I have lost more than 45 pounds in one year and have kept it off now for 2 years. The change in environment helped... even now when I enter my folk's place in Cali, I walk straight to the kitchen, hungry or not. But also the decision to not diet (or to not look in magazines when all the girls are anorexic and not healthy or normal) is what really helped.

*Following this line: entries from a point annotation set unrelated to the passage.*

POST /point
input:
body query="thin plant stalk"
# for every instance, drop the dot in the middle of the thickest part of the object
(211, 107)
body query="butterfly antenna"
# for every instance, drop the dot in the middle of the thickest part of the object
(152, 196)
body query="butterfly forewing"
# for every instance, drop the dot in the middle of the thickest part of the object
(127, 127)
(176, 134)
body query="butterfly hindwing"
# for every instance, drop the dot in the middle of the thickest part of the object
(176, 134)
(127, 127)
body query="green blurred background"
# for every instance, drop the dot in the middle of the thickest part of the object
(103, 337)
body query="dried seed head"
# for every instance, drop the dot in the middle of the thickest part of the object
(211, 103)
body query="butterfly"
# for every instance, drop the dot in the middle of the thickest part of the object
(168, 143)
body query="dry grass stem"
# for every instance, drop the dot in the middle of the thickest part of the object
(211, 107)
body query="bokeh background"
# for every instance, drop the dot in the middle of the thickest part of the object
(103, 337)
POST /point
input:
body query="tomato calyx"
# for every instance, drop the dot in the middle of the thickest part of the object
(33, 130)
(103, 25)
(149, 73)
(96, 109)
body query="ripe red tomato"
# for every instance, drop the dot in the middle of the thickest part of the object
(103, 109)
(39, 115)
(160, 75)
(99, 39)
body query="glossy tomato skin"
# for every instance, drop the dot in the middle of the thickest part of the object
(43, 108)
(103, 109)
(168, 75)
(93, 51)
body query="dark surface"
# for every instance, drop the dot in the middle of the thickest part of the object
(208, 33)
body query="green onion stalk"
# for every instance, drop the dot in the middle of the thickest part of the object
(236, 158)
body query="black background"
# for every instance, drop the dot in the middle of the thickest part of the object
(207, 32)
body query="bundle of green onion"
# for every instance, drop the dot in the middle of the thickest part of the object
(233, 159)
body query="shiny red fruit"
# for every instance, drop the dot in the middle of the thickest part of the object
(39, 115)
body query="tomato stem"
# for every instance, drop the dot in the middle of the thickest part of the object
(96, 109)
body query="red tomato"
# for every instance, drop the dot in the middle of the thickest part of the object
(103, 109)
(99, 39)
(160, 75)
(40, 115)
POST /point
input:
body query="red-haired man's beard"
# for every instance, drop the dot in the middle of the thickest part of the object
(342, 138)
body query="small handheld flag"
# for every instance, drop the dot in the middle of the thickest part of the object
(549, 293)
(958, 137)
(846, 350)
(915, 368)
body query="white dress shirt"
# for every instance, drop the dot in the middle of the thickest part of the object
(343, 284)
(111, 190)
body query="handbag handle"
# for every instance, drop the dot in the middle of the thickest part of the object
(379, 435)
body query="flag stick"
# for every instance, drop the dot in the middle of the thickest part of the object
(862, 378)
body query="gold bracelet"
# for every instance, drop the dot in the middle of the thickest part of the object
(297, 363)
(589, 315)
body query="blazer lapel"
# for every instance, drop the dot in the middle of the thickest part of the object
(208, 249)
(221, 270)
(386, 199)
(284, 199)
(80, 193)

Don't focus on weight loss, focus on health and feeling good. It's much more productive and sustainable.
@froggieslover (3069)
• United States
28 Jun 09
I have never just wrote down what I ate to try and make me aware of what I am eating wrong but I have kept a calorie diet diary and found that it really has helped me and my weight loss. What I do is work on a 1500 calorie diet plan and for everything that I intake I write down the serving size and the amount of calories that I have taken in and then once I reach the 1500 I am done for that day. It was hard at first to keep track and learn how to spread out the food that way I can eat throughout the whole day but after about a week I was able to get it down pretty good.
@John4Christ (1597)
• India
28 Jun 09
Well i do think every time that i am not going to eat this today or i am going to stay away from meat for this week etc.......but then when it comes to application of all this it just remains on my mind and paper.......how i wish i could stay committed to what i don't want to eat.........but i get tempted very soon, specially if it is concerning food, i cant resist an awesome flavored food.......I think your idea is worth a try.......and i will see how it works.......
Have a nice day !!!!
@ninajohnson (36)
• United States
28 Jun 09
I have done this before; really recently actually. I think it does help a little bit, but it sucks at the same time! It made me super aware of all of the crap I eat. I really didn't think I "cheated" (ate bad bad food) that much until I logged it, and then looked at the log with someone else. I totally believed that all I ate was fish, chicken, vegetables, protein bars, etc. with only an occasional sweet. Turns out I eat ice cream like 4 times a week and drink bathtubs full of fountain soda! So, it did help me to admit where my weaknesses are and get started working on them. After that, though, it just got really annoying. Whenever i feel like I need a reality check, though, I'll start a food log again though; for motivation's sake.
Have you recently started dieting? Do you have an exercise plan? I think doing one without the other is close to a waste of time. I started exercising and eating healthy (i don't like to call it dieting because it sounds depressing!) about a year ago and I LOVE IT! I really feel so much better about myself, and isn't that what it's all about?!